A fully automated pipeline to identify microcins along with their associated immunity proteins and export machinery

# Installation

First, make sure to clone this repository:

```bash
git clone https://github.com/wilkelab/cinful.git
```
All software dependencies needed to run cinful are available through conda and are specified in `cinful_conda.yml`, the following helper script can be used to generate the cinful conda environment `scripts/build_conda_env.sh`, to run this script, you will need to have conda installed, as well as mamba (which helps speed up installation). To install mamba, use the following command:

```bash
conda install mamba -c conda-forge
```

To build the environment, run
```bash
bash scripts/build_conda_env.sh
```

Once setup is complete, you can activate the environment with
```bash
conda activate cinful
```

# How to use

cinful takes a directory containing genome assemblies as input.
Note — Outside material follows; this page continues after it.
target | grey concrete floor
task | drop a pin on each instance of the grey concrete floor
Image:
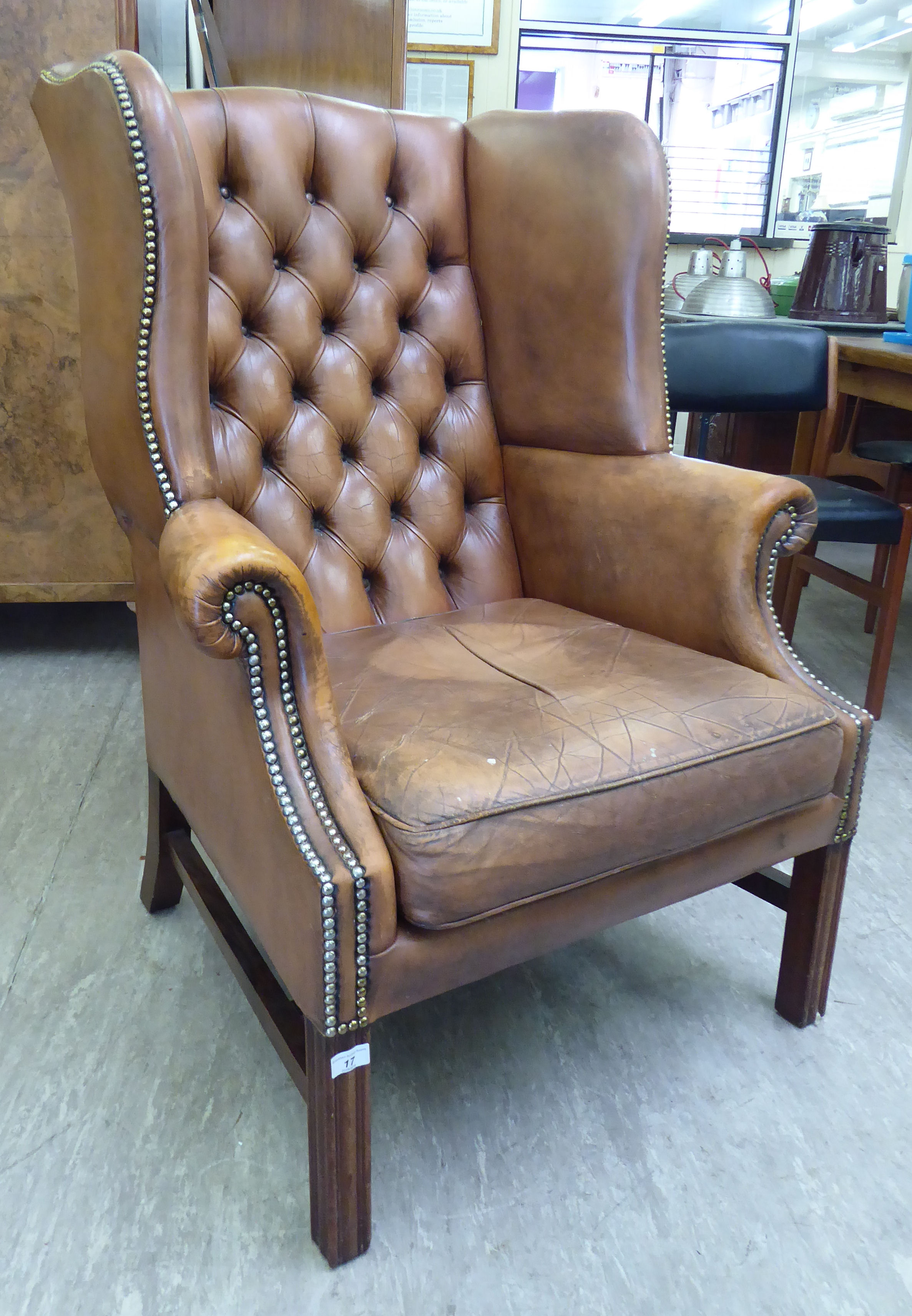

All assemblies in the directory must end in `.fna`, if they end in a different extension, cinful will ignore them.

Snakemake is the core workflow management used by cinful, the main snakefile is located under `cinful/Snakefile`, which issues subroutines located in `cinful/rules`.
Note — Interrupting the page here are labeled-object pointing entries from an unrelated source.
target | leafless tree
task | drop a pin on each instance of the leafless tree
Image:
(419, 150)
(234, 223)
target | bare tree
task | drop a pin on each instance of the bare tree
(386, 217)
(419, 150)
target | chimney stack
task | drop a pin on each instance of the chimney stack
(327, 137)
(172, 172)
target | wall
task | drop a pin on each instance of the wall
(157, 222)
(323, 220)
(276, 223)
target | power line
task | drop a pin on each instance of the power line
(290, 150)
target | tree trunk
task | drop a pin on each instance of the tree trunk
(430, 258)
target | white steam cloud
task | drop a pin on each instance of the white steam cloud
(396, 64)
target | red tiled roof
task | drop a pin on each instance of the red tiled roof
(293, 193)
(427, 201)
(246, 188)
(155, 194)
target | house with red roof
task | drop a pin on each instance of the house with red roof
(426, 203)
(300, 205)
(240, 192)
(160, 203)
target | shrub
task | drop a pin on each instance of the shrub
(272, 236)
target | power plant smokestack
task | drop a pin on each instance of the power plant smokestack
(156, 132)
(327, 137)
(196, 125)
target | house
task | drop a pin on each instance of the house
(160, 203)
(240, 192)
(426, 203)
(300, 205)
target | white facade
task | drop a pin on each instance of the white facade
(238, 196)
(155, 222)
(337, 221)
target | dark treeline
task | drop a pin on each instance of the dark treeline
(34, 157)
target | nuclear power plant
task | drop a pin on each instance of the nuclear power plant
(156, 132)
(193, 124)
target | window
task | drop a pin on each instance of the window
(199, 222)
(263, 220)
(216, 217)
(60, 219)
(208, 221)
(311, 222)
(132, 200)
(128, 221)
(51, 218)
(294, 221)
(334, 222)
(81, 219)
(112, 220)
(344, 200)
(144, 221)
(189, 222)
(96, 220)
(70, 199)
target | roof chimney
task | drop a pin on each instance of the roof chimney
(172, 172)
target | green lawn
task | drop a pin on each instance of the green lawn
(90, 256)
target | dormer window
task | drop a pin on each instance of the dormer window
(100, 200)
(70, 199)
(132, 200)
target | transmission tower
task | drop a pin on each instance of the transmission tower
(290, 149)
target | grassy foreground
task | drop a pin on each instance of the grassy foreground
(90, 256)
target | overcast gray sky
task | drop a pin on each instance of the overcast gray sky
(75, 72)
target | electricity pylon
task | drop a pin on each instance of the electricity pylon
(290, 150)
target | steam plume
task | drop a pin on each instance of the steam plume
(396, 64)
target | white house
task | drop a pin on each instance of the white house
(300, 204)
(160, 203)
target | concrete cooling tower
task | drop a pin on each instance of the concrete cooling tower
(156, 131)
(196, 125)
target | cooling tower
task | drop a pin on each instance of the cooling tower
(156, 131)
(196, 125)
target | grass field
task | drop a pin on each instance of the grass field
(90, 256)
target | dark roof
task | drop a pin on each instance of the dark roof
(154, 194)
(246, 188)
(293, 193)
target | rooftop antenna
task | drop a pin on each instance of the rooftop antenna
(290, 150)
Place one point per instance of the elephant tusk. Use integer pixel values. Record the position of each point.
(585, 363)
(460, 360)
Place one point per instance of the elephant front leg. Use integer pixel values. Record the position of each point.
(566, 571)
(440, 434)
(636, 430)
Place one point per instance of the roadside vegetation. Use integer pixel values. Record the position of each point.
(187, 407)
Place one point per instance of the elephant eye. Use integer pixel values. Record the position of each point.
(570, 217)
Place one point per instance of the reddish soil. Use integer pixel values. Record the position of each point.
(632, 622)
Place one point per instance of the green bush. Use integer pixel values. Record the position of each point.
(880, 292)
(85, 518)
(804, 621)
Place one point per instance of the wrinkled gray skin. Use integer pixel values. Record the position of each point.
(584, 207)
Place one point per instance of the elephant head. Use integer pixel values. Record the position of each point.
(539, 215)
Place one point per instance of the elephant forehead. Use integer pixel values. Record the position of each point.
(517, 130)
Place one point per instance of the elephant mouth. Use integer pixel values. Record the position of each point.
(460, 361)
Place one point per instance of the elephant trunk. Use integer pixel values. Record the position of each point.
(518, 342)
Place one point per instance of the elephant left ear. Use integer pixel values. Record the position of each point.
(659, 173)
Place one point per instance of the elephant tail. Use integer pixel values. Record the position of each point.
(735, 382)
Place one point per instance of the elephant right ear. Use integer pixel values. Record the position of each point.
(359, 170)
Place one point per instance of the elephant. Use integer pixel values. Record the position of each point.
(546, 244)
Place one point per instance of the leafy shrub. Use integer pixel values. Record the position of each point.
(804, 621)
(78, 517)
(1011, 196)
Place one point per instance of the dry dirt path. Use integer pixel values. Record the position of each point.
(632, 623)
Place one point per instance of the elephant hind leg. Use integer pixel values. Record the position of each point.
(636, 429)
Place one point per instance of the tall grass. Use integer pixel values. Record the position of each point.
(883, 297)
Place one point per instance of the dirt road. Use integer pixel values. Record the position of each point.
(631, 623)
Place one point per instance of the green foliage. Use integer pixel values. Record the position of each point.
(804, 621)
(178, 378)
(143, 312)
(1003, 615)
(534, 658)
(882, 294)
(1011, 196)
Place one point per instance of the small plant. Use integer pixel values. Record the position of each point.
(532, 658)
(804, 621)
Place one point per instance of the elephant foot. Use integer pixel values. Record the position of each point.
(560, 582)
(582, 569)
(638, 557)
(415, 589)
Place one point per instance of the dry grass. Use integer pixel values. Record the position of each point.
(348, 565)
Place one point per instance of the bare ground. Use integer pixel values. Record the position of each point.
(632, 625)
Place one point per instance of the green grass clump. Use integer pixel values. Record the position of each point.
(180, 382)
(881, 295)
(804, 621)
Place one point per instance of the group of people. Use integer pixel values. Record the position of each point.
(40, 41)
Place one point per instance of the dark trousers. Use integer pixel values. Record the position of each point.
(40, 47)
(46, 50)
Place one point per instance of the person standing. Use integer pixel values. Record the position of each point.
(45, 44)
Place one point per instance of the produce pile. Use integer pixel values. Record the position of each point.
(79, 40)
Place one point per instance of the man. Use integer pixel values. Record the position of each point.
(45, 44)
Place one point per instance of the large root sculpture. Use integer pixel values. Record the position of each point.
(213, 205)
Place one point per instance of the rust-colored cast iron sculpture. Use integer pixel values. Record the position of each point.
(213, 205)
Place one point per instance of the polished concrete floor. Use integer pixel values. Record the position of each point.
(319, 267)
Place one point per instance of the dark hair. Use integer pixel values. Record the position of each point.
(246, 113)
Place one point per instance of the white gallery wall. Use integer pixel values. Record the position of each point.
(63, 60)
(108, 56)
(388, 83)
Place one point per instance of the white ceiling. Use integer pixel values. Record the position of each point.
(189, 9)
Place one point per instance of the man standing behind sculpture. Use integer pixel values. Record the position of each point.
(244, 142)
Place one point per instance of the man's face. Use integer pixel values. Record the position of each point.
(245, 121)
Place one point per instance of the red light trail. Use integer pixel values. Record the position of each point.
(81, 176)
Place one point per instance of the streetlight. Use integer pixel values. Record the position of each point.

If installed properly, running `python cinful.py -h` will produce the following output.

```
cinful

optional arguments:
  -h, --help            show this help message and exit
  -d DIRECTORY, --directory DIRECTORY
                        Must be a directory containing uncompressed FASTA formatted genome assemblies with
                        .fna extension. Files within nested directories are fine
  -o OUTDIR, --outDir OUTDIR
                        This directory will contain all output files. It will be nested under the input
                        directory.
  -t THREADS, --threads THREADS
                        This specifies how many threads to allow snakemake to have access to for
                        parallelization
```

# Example usage

There is a test dataset with an _E. coli_ genome assembly to test cinful on under `test/colcinV_Ecoli`, you can run cinful on this dataset by running the following from the initial cinful directory:

```bash
python cinful/cinful.py -d test/colcinV_Ecoli -o <output_directory> -t <threads>
```


## Workflow

The following workflow will be executed.
![cinful](figures/cinful_workflow.inkscape.svg)
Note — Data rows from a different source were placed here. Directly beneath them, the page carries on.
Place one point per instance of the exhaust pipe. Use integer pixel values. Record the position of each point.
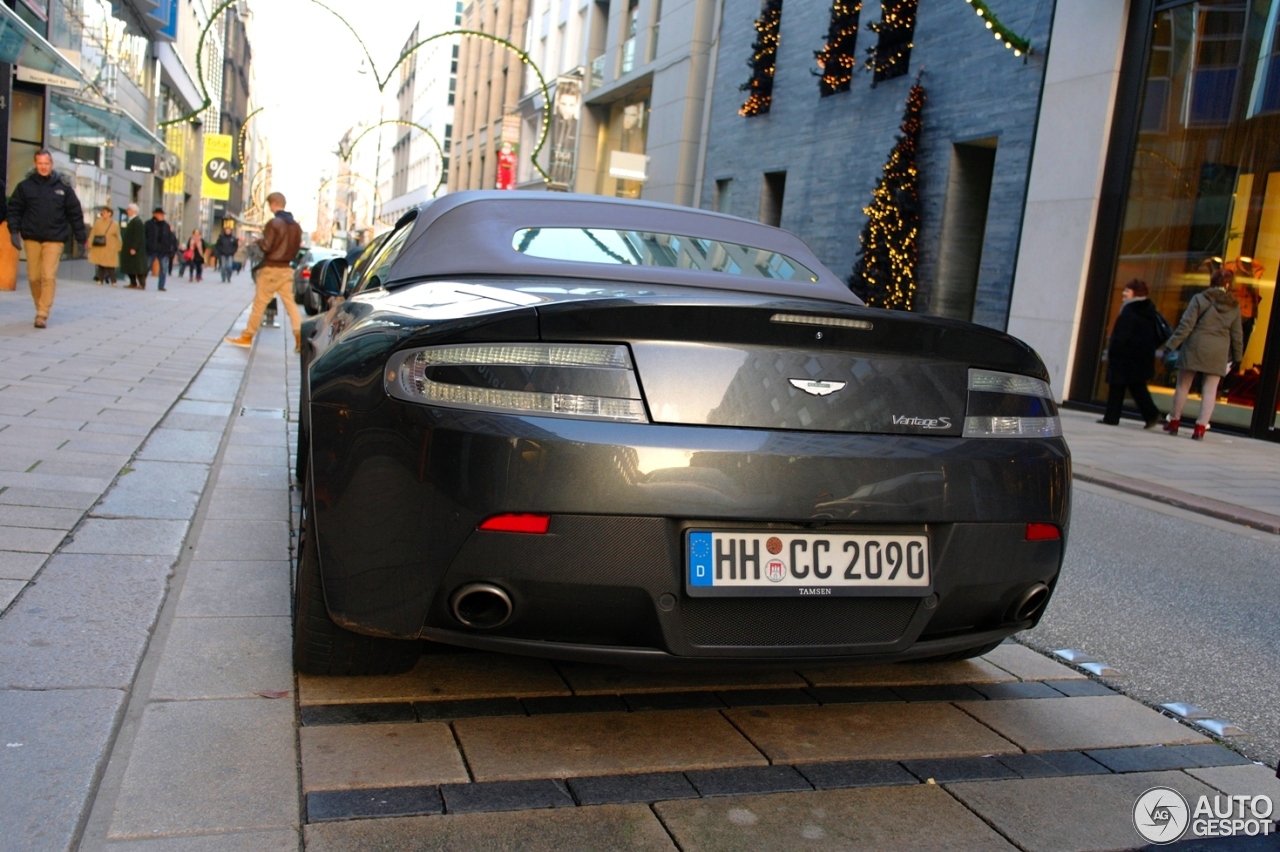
(481, 605)
(1029, 603)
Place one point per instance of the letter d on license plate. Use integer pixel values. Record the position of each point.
(800, 564)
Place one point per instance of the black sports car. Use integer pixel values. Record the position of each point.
(624, 431)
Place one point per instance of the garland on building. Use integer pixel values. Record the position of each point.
(885, 271)
(892, 51)
(837, 59)
(1013, 41)
(764, 54)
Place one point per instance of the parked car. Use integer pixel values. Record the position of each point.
(621, 431)
(304, 294)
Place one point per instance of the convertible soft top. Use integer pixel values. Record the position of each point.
(471, 233)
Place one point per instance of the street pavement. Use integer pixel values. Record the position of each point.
(147, 701)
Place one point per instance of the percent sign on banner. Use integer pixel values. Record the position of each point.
(216, 182)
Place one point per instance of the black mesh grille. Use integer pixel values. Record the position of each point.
(794, 621)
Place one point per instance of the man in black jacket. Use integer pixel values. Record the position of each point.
(160, 246)
(44, 211)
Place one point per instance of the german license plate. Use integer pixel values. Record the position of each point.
(795, 564)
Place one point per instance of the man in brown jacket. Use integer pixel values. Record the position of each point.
(282, 237)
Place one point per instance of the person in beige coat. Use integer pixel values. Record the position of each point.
(104, 247)
(1208, 340)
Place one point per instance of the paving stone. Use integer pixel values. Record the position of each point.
(1066, 814)
(602, 743)
(385, 755)
(108, 604)
(1029, 665)
(1018, 690)
(278, 841)
(909, 673)
(867, 732)
(574, 704)
(200, 766)
(613, 679)
(236, 589)
(621, 789)
(1075, 724)
(740, 781)
(606, 827)
(361, 804)
(504, 796)
(673, 701)
(446, 676)
(224, 658)
(874, 818)
(958, 769)
(243, 541)
(1048, 764)
(764, 697)
(128, 537)
(46, 779)
(1083, 688)
(155, 490)
(182, 445)
(348, 714)
(855, 773)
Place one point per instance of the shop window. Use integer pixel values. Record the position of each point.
(772, 191)
(964, 227)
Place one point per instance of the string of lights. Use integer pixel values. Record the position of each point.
(764, 53)
(891, 54)
(885, 271)
(1010, 39)
(839, 58)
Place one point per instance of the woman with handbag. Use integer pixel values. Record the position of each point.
(104, 247)
(1208, 340)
Three output directories will be generated in your `assembly_directory` under a directory called `cinfulOut`.
* `00_dbs`
  * This is the initial location of the databases of verified microcins, CvaB, and immunity proteins.
* `01_orf_homology`
  * Prodigal will generate Open Reading Frame (ORF) predictions for the input assemblies
  * Those ORFs will be searched against the previously mentioned databases
* `02_homology_results`
  * The results from all the homology searches will be merged here
* `03_best_hits`
  * The top hits from the homology results will be placed here

# Contributing

cinful currently exists as a wrapper to a series of snakemake subroutines, so adding functionality to it is as simple as adding additional subroutines. If there are any subroutines that you see are needed, feel free to raise an issue, and I will be glad to guide you through the process of making a pull request to add that feature.

Additionally, since cinful primarily works through snakemake, it can also be used by simply running the snakefiles separately, so if additional configuration is needed, in terms of the types of input files, this can probably be achieved that way.